Neural Networks

Layers of weighted sums and nonlinearities, trained by gradient descent. Inspired by neurons, now dominant in AI.

Suggested next → The Neuron & Action Potential · MIND

The brief

In 1943, Warren McCulloch and Walter Pitts modelled a neuron as a binary threshold unit — fire if the weighted sum of inputs exceeds a threshold — and showed that networks of such units could compute any logical function. In 1958 Frank Rosenblatt built the Perceptron, a single-layer network with a learning rule, and the New York Times described it as the embryo of a machine that would eventually walk, talk, and be conscious. Eleven years later, Minsky and Papert proved single-layer networks could not even learn XOR, the press coverage collapsed, and the field entered its first long winter. The fix — multi-layer networks trained with backpropagation — was rediscovered several times before Rumelhart, Hinton, and Williams gave it canonical form in 1986. A second winter followed in the 1990s. The deep-learning revolution arrived in 2012, when AlexNet won ImageNet by a margin that ended the argument.
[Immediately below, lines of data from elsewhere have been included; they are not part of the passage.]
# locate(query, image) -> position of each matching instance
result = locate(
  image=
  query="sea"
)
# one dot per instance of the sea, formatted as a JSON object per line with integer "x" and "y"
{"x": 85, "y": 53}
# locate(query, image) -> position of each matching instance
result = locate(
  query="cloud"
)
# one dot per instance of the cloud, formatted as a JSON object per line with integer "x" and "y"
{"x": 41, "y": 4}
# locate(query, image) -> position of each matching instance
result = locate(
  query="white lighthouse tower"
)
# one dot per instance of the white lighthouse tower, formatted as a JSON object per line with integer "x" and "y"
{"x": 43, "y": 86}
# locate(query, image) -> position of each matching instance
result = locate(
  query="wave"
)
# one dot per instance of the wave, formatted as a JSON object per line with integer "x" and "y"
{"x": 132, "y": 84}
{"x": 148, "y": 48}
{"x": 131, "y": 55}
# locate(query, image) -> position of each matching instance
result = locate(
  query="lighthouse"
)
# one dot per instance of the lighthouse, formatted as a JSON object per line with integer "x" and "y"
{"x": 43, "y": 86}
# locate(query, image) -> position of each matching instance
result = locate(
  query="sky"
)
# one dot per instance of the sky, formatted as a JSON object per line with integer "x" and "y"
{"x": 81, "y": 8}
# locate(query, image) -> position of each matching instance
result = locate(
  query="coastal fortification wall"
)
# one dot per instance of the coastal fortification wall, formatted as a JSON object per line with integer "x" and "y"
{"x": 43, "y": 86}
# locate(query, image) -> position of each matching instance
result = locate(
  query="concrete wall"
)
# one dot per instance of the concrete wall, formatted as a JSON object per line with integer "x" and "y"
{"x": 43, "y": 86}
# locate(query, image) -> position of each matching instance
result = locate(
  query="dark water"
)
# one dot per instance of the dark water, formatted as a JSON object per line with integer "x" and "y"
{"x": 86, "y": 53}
The atom is the artificial neuron: it takes its inputs, forms a weighted sum, adds a bias, and passes the result through a nonlinear activation — a loose caricature of a biological neuron's integrate-and-fire behaviour, not a copy of its messy electrochemistry. Wire many such units side by side into a layer, stack the layers so each feeds the next, and a neural network is exactly that: a stack of linear transformations (multiply by a weight matrix, add a bias) interleaved with nonlinear activations (sigmoid historically, ReLU/GELU now). The nonlinearity is what matters — without it, any stack of layers collapses into a single linear map, no more expressive than the perceptron that failed at XOR. Depth is what buys richness: early layers learn coarse features, later ones compose them into something abstract, so the network discovers its own representation of the data rather than being handed one. The universal approximation theorem (Cybenko 1989, Hornik 1991) guarantees that with enough hidden units such a network can approximate any continuous function — but says nothing about how many, or how to find the weights. The practical answer is backpropagation: define a loss measuring how wrong the network is, then use the chain rule to send the gradient of that loss back through every weight, nudging each one in the direction that reduces the loss — a process pursued under its own concept, gradient descent. Iterate over the data until the loss stops falling — the deeper the stack, the harder this once was, since gradients could vanish before reaching the early layers, that better activations and initialisation later eased. Variants (momentum, Adam, learning-rate schedules) and stochastic gradient descent on mini-batches turn what is mathematically straightforward into something that scales to networks with hundreds of billions of parameters. The deep surprise of the last decade is that this very simple recipe, applied at scale, keeps producing capabilities the theory does not predict.

Why nowBackpropagation is the most economically consequential algorithm of the twenty-first century. Nearly every modern AI system — vision, speech, translation, protein-structure prediction, conversational assistants — is at heart a network of weighted sums and nonlinearities trained by gradient descent on a loss; the differences between them are mostly choices of architecture and data, not departures from this recipe. The biological-plausibility critique runs the other way: real neurons almost certainly do not run backpropagation, which makes the artificial version a useful engineering fiction rather than a model of the brain. What endures beneath the churn of new models is small and old: the neuron, the layer stacked on layer, and the gradient that teaches them.